Effective Outlier Detection Techniques in Machine Learning

Mehul Ved
5 min readApr 6, 2018

--

From a Machine Learning perspective, tools for Outlier Detection and Outlier Treatment hold a great significance, as it can have very influence on the predictive model. In this blog, we’d address a few techniques in Outlier Detection.

Read the blogpost (link mentioned below), to understand more about Outlier and Anomaly Detection.

Before we deep dive into the subject, let us understand briefly about Outliers and the significance of Outlier Detection.

Outlier Detection Techniques

What are Outliers?

In Data Science, an Outlier is an observation point that is distant from other observations. An Outlier may be due to variability in the measurement or it may indicate experimental error.

Outliers, being the most extreme observations, may include the sample maximum or sample minimum, or both, depending on whether they are extremely high or low. However, the sample maximum and minimum are not always outliers because they may not be unusually far from other observations.

Figure 1 below provides a visual understanding about Outliers

Figure 1: A Visual Understanding of Outliers

Outliers exist due to one of the four following reasons:

· Incorrect data entry can cause data to contain extreme cases.

· A second reason for outliers can be failure to indicate codes for missing values in a dataset.

· Another possibility is that the case did not come from the intended sample.

· And finally, the distribution of the sample for specific variables may have a more extreme distribution than normal.

The Importance of Outlier Detection

While Outliers, are attributed to a rare chance and may not necessarily be fully explainable, Outliers in data can distort predictions and affect the accuracy, if you don’t detect and handle them.

The contentious decision to consider or discard an outlier needs to be taken at the time of building the model. Outliers can drastically bias/change the fit estimates and predictions. It is left to the best judgement of the analyst to decide whether treating outliers is necessary and how to go about it.

Treating or altering the outlier/extreme values in genuine observations is not a standard operating procedure. If a data point (or points) is excluded from the data analysis, this should be clearly stated on any subsequent report.

Figure 2 below illustrates how the Line of Fit Changes drastically, before discarding the Outliers and after discarding the Outliers

Figure 2: A Simple Case of Change in Line of Fit with and without Outliers

The Various Approaches to Outlier Detection

Univariate Approach:

A univariate outlier is a data point that consists of an extreme value on one variable.

The Box Plot Rule

For a given continuous variable, outliers are those observations that lie outside 1.5 * IQR, where IQR, the ‘Inter Quartile Range’ is the difference between 75th and 25th quartiles. This is also known as “The Box Plot Rule”.

The box plot rule is the simplest statistical technique that has been applied to detect univariate outliers. Typically, in the Univariate Outlier Detection Approach look at the points outside the whiskers in a box plot.

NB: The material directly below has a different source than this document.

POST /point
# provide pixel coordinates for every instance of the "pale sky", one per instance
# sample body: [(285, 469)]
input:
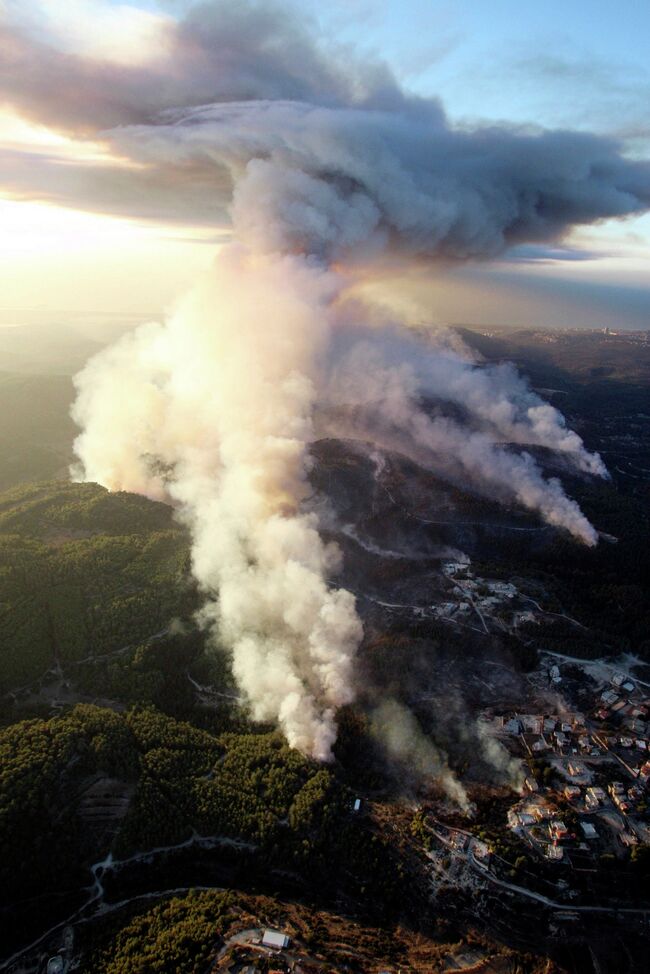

Figure 3: The Box Plot Rule for Univariate Outlier Detection

Grubb’s Test for Univariate Analysis:

Grubb’s test (also known as the maximum normed residual test) is widely used to detect anomalies in a univariate data set, under the assumption that the data is generated by a Gaussian distribution

Multivariate Approach:

Declaring an observation as an outlier based on a just one (rather unimportant) feature could lead to unrealistic inferences. When you have to decide if an individual entity (represented by row or observation) is an extreme value or not, it better to collectively consider the features (X’s) that matter.

A multivariate outlier is a combination of unusual scores on at least two variables.

Several methods are used to identify outliers in multivariate datasets. Two of the widely used methods are:

· Mahalanobis Distance

· Cook’s Distance

Mahalanobis Distance:

Mahalanobis distance and leverage are often used to detect outliers, especially in the development of linear regression models. A point that has a greater Mahalanobis distance from the rest of the sample population of points is said to have higher leverage since it has a greater influence on the slope or coefficients of the regression equation. Mahalanobis distance is also used to determine multivariate outliers.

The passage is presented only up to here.